(a) The capital of the Bank, together with all funds and credits that it may obtain from any loans, credits, grants, or other advances from the United States Government, or any related instrumentality empowered to make funds available to the Bank or any international finance institution or from private financial institutions that may provide loans or credits to the Bank, shall be available for investment by the Bank whether in the form of loans or stock in enterprises controlled by private individuals, partnerships, or corporations engaged in business or industry of whatever nature, that are deemed to conform to the objectives of furthering the economy of American Samoa except as may be limited by subsection (b). The loans or stock investments and all temporary short term investments must be made on the terms and conditions that the management of the Bank may determine and shall be approved by the Board of Directors and must be based on prudent and sound business judgment, as to the capacity of the prospective borrowers to repay, and all stock investments made where, in the judgment of the board, the prospects of successful operation of the business or industry seem warranted. The loans or credits authorized by this section may be only to qualified borrowers who are American Samoans or permanent residents of American Samoa.
(b) The Bank may guarantee loans or equipment leases by qualified lenders or equipment leasing firms, and it may guarantee construction performance bonds by bonding companies to entities fully or majority owned or controlled by American Samoans who although having rea-sonable assurance of repayment, do not qualify for loans, leases, or performance bonds under the requirements imposed by the original lender, lessor or bonding agency. The guarantees by the Bank may not exceed in the aggregate at any one time a total of fifty percent (50%) of the capital and surplus (excluding undivided profits) of the Bank; nor may the aggregate of Bank loans to and guarantees for any person or entity, or group of persons or entities with a common ownership, business, or financial interest, exceed 10% of the Bank’s capital and surplus unless the loan or the performance of a contract is secured directly or under right of assumption of col-lateral property, tangible or intangible, carrying a written and expert appraisal of at least 35 percent in excess of the amount guaranteed. All guarantees shall be approved by the Bank’s Board of Directors. In making guarantees and thus assuming contingent liability, the Bank shall, consistent with conservative Banking principles, keep at all times a portion of its capital funds invested in securities of the Treasury or other agencies of the United States.
(c) Commercial, or non-residential, guarantees under this section shall not exceed 90 percent of the loan amount or the total encumbrance granted to secure such loan and guarantee, whichever is less.

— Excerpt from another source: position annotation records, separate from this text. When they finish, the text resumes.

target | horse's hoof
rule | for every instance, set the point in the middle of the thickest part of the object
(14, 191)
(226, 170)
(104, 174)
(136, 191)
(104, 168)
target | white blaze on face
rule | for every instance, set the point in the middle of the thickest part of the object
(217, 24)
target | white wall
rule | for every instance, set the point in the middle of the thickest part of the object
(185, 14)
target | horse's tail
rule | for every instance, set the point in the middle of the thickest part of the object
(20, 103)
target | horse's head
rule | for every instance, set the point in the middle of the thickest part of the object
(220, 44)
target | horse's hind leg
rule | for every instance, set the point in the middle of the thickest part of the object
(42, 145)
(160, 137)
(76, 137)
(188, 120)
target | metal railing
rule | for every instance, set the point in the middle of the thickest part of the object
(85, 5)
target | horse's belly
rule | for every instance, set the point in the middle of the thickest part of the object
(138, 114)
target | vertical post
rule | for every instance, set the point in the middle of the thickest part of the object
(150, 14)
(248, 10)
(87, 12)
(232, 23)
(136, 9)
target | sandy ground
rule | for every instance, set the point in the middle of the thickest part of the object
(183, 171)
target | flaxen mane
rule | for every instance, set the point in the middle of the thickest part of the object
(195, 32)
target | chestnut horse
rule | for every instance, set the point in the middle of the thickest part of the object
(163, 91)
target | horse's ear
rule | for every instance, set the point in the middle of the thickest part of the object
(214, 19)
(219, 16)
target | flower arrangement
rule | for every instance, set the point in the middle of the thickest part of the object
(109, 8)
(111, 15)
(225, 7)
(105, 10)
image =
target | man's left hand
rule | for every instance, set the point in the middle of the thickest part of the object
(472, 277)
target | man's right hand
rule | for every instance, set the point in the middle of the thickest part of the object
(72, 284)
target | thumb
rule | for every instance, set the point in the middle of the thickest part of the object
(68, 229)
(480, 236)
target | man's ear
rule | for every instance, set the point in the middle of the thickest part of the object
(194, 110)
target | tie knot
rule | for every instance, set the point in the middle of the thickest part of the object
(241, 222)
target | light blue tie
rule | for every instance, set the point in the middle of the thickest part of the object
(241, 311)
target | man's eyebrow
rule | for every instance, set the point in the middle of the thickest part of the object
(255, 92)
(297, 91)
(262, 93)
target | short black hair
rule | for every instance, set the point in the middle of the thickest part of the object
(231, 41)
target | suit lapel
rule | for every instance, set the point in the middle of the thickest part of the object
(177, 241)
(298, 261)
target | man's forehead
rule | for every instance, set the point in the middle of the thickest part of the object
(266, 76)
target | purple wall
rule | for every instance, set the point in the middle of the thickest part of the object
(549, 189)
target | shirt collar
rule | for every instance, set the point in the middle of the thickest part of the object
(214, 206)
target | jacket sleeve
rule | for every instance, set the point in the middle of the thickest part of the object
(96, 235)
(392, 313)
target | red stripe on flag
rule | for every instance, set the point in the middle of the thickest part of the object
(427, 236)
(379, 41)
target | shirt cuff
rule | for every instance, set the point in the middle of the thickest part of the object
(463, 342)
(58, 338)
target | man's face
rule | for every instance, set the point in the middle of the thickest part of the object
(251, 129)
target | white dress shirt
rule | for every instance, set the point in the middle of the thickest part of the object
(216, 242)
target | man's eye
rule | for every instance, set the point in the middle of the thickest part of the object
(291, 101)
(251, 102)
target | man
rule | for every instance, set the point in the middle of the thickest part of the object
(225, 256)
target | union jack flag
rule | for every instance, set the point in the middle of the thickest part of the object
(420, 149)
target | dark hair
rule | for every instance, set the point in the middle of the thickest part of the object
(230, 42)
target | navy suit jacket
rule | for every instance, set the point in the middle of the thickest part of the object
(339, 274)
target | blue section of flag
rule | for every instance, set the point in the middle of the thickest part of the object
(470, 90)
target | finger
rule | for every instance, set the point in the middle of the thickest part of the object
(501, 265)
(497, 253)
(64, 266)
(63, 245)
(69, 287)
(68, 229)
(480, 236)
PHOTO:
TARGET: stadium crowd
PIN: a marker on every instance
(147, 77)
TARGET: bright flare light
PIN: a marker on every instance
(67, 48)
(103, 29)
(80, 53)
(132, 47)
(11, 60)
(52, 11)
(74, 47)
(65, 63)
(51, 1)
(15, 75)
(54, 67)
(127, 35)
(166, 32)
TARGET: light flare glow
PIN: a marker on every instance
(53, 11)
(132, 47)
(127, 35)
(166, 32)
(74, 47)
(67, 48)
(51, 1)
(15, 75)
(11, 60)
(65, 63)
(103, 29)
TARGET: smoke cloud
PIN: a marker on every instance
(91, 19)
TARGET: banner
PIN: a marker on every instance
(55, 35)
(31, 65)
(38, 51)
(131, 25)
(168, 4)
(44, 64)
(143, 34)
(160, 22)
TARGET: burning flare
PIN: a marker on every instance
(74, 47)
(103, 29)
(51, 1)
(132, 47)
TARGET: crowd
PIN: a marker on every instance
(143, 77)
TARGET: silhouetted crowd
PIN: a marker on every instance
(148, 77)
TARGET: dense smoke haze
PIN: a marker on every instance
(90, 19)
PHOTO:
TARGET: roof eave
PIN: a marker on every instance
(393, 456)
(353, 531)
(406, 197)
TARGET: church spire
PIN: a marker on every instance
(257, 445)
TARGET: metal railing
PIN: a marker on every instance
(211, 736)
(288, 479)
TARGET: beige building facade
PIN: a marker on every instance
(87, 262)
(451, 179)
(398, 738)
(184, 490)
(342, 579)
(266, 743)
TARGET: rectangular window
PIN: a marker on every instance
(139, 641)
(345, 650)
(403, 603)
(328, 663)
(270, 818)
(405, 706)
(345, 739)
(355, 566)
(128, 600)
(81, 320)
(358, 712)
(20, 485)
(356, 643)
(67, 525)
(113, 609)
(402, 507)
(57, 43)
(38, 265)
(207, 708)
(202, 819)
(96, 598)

(d) Guarantees of home loans under this section may, in the discretion of the Bank Board of Directors, exceed 90% of the loan amount, provided that such loan and guarantee is fully secured and collateralized by the home to be constructed or improved.History: 1972, PL 12-67 § 2, 3; amd 1973, PL 13-28 § 1, 2; 1978, PL 15-78; 1980, PL 16-81 § 1; amd 1987, PL 20-21 § 1; amd 2007, PL 30-4.
Amendments: 1973 Subsection (a): amended generally.
Subsection (b): deleted provisions relating to investment of capital funds by Bank.
1978 Subsection (b): amended generally.
1980 Subsection (b): added “of the total encumbrance granted” to next to last sentence.
1987 Replaced “Loans” with “Loan guarantees” in section title. Subsection (b): replaced language concerning loan guarantees with clarifying language and required approval of all guarantees. Subsections (c) and (d): added.
Common stock issued by government corporation to a Bank in exchange for retirement of debt was not improper and was within authority of corporation’s board of directors. Fa’atiliga v. Lutali, 3 A.S.R.2d 139 (1986).